I'm still new in node.js and those messages confuses me a lot. Is there any way to fix it manually or get rid of those messages, I can't do anything with?
lodash-cli in devDependencies doesn't affect how browser-sync works in your project, devDependencies are ignored when a package is installed as a dependency.
What audit report says is that it's easy-extender that has lodash dependency:
browser-sync > easy-extender > lodash
It depends on Lodash 3, while the problem was fixed in Lodash 4. The problem could be fixed by forking easy-extender, updating it and installing it instead of the package from NPM public registry. But there is no real problem with this dependency.
audit report importance should be evaluated manually. Even if nested dependency has security risk, this doesn't mean that a feature that introduces this risk was used. This also doesn't mean that even if it's used, it introduces real risk due to how it's used.
browser-sync is development tool that isn't used in production, there are not so many scenarios where its vulnerabilities could be exploited. And Prototype Pollution isn't a vulnerability at all, just a notice that a package doesn't follow good practices, it can be ignored.
Generally, this is the way to fix reported vulnerabilities:
Do a sanity check
In case it's a real problem, check the repository of vulnerable package for existing issues and PRs
In case there's none, submit an issue
Fork a repository or use use existing PR as git dependency until it's fixed in NPM release
In case of nested dependencies, do this at several levels of nesting
Most times it's expected that you won't advance beyond a sanity check, and the only problem is that a "vulnerability" clutters audit report and conceals real vulnerabilities.

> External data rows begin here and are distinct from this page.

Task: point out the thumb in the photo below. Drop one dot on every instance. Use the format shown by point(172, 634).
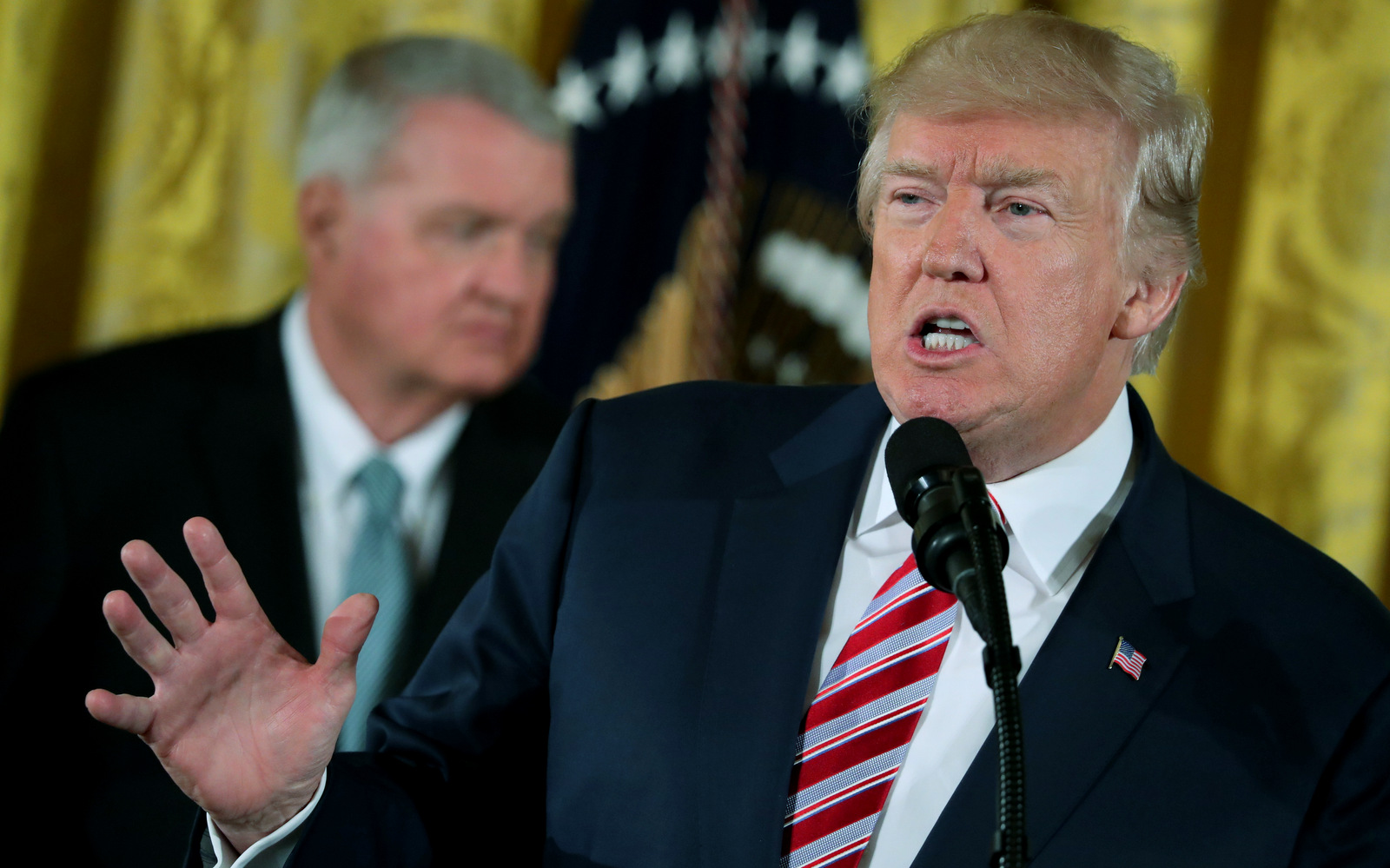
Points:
point(345, 632)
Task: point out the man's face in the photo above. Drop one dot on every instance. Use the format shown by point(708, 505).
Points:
point(998, 301)
point(435, 275)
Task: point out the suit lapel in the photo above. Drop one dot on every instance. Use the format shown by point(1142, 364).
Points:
point(491, 467)
point(1077, 712)
point(778, 564)
point(249, 455)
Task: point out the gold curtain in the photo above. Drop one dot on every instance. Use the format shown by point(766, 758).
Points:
point(146, 150)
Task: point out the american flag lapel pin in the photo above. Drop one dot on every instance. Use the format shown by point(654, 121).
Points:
point(1129, 659)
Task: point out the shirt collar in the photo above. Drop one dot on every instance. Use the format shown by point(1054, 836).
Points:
point(1054, 514)
point(334, 441)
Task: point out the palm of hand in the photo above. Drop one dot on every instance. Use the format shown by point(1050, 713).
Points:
point(238, 718)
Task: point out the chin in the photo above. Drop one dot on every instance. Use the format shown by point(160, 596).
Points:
point(922, 395)
point(481, 380)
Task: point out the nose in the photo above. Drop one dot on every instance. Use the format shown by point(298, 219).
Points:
point(952, 252)
point(506, 271)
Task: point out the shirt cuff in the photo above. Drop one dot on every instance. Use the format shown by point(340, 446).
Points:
point(273, 850)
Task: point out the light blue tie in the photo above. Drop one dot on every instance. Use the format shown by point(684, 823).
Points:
point(380, 567)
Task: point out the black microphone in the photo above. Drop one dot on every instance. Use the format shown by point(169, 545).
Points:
point(943, 497)
point(961, 548)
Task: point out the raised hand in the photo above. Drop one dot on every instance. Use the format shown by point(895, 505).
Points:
point(240, 719)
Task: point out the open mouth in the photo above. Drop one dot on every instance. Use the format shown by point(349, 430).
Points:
point(947, 335)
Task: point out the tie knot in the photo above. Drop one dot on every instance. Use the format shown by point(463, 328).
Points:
point(381, 483)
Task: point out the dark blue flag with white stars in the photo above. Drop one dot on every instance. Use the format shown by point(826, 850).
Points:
point(637, 89)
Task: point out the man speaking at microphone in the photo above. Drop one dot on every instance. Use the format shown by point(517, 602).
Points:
point(709, 592)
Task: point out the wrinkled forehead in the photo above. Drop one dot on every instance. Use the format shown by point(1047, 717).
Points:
point(997, 149)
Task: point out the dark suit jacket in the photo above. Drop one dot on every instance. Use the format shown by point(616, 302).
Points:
point(660, 592)
point(129, 446)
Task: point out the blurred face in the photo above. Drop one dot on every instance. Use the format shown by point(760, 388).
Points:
point(435, 275)
point(998, 301)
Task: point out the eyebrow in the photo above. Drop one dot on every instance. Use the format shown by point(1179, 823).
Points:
point(990, 176)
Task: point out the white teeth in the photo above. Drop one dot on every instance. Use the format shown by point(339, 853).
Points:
point(938, 340)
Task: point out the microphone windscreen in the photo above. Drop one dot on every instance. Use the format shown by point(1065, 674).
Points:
point(917, 446)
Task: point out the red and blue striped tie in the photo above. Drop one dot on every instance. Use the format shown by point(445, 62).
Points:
point(858, 729)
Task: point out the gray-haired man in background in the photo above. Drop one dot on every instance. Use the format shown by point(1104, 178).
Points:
point(372, 435)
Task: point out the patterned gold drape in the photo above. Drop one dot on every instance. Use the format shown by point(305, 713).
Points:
point(146, 150)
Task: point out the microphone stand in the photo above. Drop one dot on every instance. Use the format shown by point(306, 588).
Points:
point(1001, 666)
point(979, 583)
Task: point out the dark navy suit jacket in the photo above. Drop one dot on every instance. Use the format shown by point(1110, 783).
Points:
point(131, 444)
point(639, 653)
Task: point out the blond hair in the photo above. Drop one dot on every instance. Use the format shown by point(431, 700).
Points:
point(1042, 66)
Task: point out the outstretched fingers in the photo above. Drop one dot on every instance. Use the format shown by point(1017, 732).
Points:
point(132, 714)
point(345, 632)
point(222, 573)
point(170, 599)
point(138, 636)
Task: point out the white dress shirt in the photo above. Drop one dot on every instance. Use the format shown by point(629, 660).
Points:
point(1056, 516)
point(333, 446)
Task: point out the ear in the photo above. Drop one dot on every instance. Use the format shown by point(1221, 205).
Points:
point(1151, 301)
point(320, 213)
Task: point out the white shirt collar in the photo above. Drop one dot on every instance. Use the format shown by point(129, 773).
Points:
point(1054, 512)
point(334, 441)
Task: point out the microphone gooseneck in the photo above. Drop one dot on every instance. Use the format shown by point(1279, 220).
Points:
point(961, 548)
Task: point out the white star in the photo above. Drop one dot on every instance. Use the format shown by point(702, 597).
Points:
point(716, 53)
point(627, 71)
point(757, 48)
point(576, 96)
point(678, 55)
point(845, 74)
point(801, 52)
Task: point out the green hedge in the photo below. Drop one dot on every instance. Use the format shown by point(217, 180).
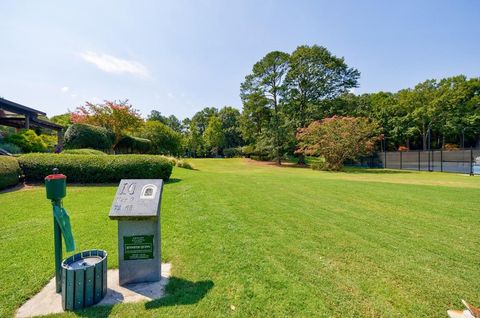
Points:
point(129, 144)
point(95, 169)
point(80, 136)
point(84, 151)
point(9, 172)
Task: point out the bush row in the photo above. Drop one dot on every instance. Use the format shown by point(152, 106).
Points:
point(9, 172)
point(83, 151)
point(94, 168)
point(88, 136)
point(129, 144)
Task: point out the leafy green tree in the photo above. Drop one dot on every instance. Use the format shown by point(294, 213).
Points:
point(63, 120)
point(195, 144)
point(170, 121)
point(28, 141)
point(338, 139)
point(255, 117)
point(315, 75)
point(164, 139)
point(267, 78)
point(214, 135)
point(117, 116)
point(230, 119)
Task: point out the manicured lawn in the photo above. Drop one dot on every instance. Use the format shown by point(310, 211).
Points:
point(274, 242)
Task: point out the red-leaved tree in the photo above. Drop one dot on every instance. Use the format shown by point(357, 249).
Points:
point(119, 117)
point(338, 139)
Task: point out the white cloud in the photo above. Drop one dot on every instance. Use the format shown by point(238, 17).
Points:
point(112, 64)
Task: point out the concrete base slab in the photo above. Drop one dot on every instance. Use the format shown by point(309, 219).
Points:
point(47, 301)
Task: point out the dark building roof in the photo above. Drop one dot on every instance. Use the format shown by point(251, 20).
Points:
point(10, 111)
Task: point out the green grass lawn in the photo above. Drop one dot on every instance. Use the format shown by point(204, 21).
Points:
point(274, 242)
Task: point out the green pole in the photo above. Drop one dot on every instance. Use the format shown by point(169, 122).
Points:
point(57, 237)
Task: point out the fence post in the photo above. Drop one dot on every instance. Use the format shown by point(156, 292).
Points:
point(471, 161)
point(441, 159)
point(419, 160)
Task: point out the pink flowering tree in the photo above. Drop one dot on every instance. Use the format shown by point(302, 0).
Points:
point(338, 139)
point(119, 117)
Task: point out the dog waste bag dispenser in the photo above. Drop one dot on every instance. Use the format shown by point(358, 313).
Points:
point(136, 207)
point(56, 186)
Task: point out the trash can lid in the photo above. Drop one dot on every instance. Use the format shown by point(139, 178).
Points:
point(55, 176)
point(84, 262)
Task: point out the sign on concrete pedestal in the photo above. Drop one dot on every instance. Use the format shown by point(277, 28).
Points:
point(136, 207)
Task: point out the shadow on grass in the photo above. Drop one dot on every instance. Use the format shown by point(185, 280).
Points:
point(182, 292)
point(374, 171)
point(95, 312)
point(14, 188)
point(173, 180)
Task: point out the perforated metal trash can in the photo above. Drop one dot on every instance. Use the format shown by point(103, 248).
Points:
point(84, 279)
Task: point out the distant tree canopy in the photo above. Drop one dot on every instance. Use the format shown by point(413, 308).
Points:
point(117, 116)
point(338, 139)
point(164, 140)
point(79, 136)
point(286, 92)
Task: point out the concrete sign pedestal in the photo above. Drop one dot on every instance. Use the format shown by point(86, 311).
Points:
point(137, 208)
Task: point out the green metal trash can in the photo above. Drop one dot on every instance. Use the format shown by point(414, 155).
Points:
point(84, 279)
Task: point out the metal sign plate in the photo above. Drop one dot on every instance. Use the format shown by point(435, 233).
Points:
point(137, 247)
point(137, 198)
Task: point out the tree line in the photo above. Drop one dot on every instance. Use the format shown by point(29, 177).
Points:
point(285, 92)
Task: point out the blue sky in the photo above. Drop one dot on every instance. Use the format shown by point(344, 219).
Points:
point(180, 56)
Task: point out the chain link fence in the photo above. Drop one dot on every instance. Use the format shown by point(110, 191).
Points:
point(458, 161)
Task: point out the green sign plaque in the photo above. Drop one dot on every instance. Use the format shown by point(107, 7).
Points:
point(137, 247)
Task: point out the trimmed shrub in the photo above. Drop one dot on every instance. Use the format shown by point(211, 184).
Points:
point(11, 148)
point(9, 172)
point(129, 144)
point(232, 152)
point(85, 151)
point(27, 140)
point(164, 139)
point(184, 164)
point(96, 169)
point(80, 136)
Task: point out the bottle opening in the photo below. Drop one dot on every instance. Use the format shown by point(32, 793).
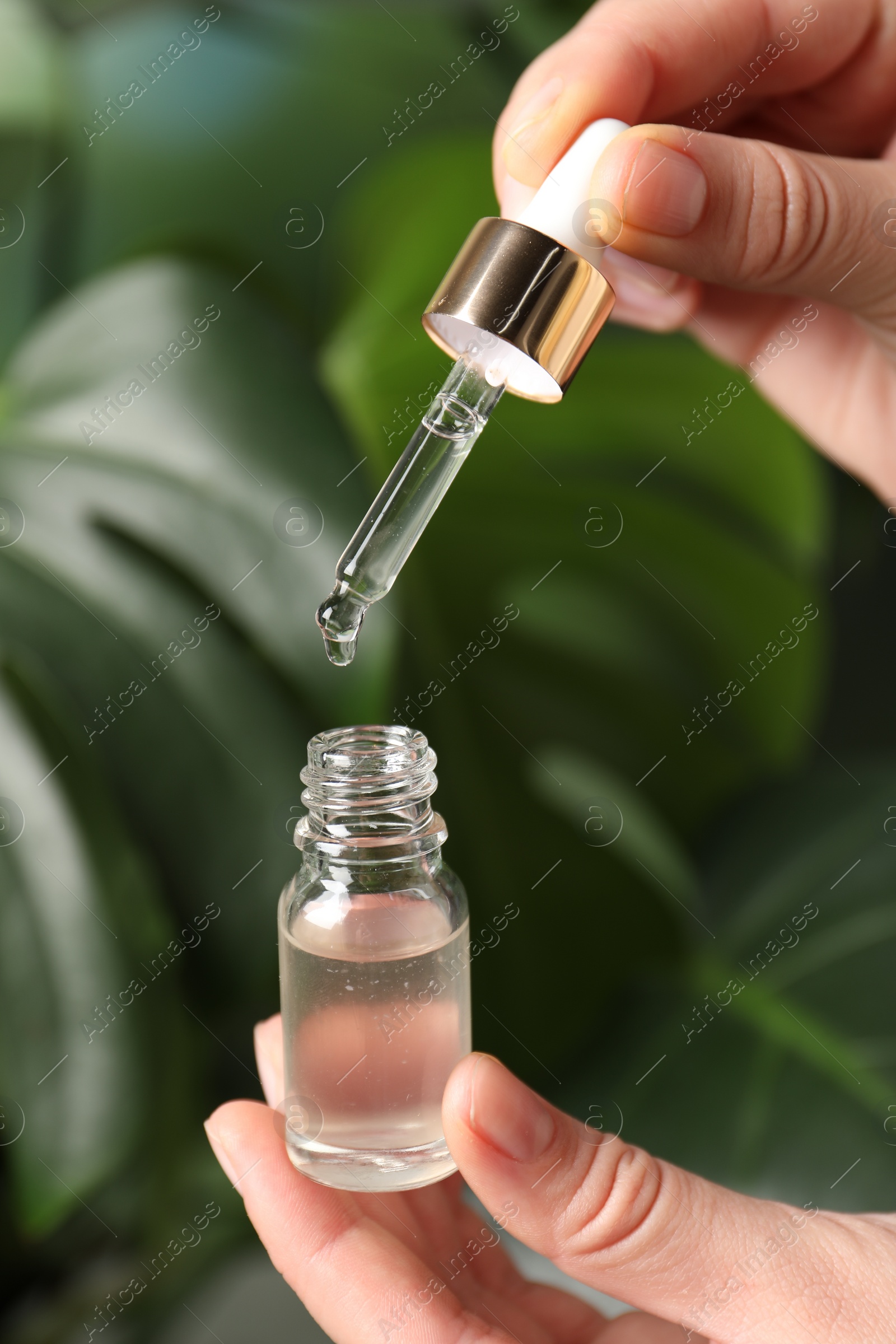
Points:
point(368, 784)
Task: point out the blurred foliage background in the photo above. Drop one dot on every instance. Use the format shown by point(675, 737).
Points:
point(254, 178)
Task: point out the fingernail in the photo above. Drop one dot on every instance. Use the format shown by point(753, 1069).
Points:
point(520, 151)
point(507, 1114)
point(667, 192)
point(220, 1151)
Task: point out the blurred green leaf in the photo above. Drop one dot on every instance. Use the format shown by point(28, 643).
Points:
point(241, 147)
point(773, 1062)
point(29, 108)
point(78, 911)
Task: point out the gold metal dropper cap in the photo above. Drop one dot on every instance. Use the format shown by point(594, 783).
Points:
point(531, 293)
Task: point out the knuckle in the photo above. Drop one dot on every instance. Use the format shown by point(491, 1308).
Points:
point(614, 1200)
point(790, 218)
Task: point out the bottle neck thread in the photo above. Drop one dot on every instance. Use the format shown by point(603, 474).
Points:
point(367, 792)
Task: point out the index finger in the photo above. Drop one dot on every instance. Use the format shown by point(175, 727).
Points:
point(662, 59)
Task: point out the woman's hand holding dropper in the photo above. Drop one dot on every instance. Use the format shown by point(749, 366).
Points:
point(758, 182)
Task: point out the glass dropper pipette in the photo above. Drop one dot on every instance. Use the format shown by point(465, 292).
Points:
point(414, 489)
point(520, 306)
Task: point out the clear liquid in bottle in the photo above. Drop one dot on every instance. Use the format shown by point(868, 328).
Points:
point(375, 983)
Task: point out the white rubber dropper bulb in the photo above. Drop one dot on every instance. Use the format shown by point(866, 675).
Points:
point(568, 187)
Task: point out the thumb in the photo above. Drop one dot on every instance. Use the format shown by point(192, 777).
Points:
point(752, 216)
point(719, 1264)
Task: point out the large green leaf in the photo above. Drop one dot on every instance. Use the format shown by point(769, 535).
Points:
point(772, 1063)
point(167, 516)
point(78, 914)
point(27, 123)
point(246, 140)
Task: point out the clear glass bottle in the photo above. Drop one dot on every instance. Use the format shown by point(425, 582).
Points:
point(374, 951)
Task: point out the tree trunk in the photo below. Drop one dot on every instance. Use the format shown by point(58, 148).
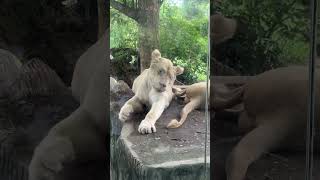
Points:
point(146, 14)
point(102, 16)
point(148, 30)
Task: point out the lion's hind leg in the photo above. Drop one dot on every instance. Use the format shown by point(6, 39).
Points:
point(192, 105)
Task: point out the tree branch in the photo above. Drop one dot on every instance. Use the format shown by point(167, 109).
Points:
point(128, 11)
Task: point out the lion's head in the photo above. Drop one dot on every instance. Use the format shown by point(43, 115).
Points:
point(162, 72)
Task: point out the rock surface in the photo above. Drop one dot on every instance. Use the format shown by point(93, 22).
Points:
point(166, 154)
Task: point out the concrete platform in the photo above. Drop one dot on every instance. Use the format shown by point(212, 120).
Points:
point(168, 154)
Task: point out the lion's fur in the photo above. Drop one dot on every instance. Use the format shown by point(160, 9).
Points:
point(195, 98)
point(153, 88)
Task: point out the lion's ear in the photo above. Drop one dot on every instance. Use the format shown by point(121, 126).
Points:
point(156, 55)
point(179, 70)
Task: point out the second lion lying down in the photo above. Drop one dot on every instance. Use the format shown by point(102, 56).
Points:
point(153, 88)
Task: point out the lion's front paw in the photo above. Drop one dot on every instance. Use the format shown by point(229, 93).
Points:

patch-package can help to patch nested dependencies in-place but this won't affect the report.
It's possible to force specific dependency version in nested dependency in Yarn 1 and 2 with resolutions field, this will affect audit report. It may be possible to do this natively in NPM in future. Currently the alternative in NPM is third-party npm-force-resolutions utility that gives less control, currently it forces a resolution for all dependencies, not a specific one.
Notice that by forcing a dependency to use nested dependencies it wasn't designed to work with, it can become broken at any moment. This especially applies to npm-force-resolutions, which is a blunt tool and can affect many nested dependencies at once.
If you are absolutely certain you'd like to skip the audit, you can do so by appending --no-audit
npm install --no-audit
Source: Documentation
Cases may be
false positives
vulnerabilities that have no effect in your particular environment
vulnerabilities that are present in parts of code you make no use of
False positives further reading
Wrong contexts further reading
Update 2022
Alternatively you could use Better NPM audit to micro-manage the audit
'npm audit fix' will increment the version of dependency in package.json which might lead to breaking of code.
So better way is to open package-lock.json and updated the dependency/subdependency versions to required version. Maintain the package-lock.json in repository.
Sometimes vulnerabilities are from dev packages, In that case ignore those vulnerabilities as those are not getting picked up in the production.
use this
npm audit fix --force --production
may be solve your problem
You can you use force also like npm audit fix --force.
I tried this and it worked for me, run the following commands:
> npm audit fix
> npm set audit false
The most of the problem occurred in my system was due to npm package.
I tried,
npm un npm
You don't have to install again.
Just run program again. It worked for me.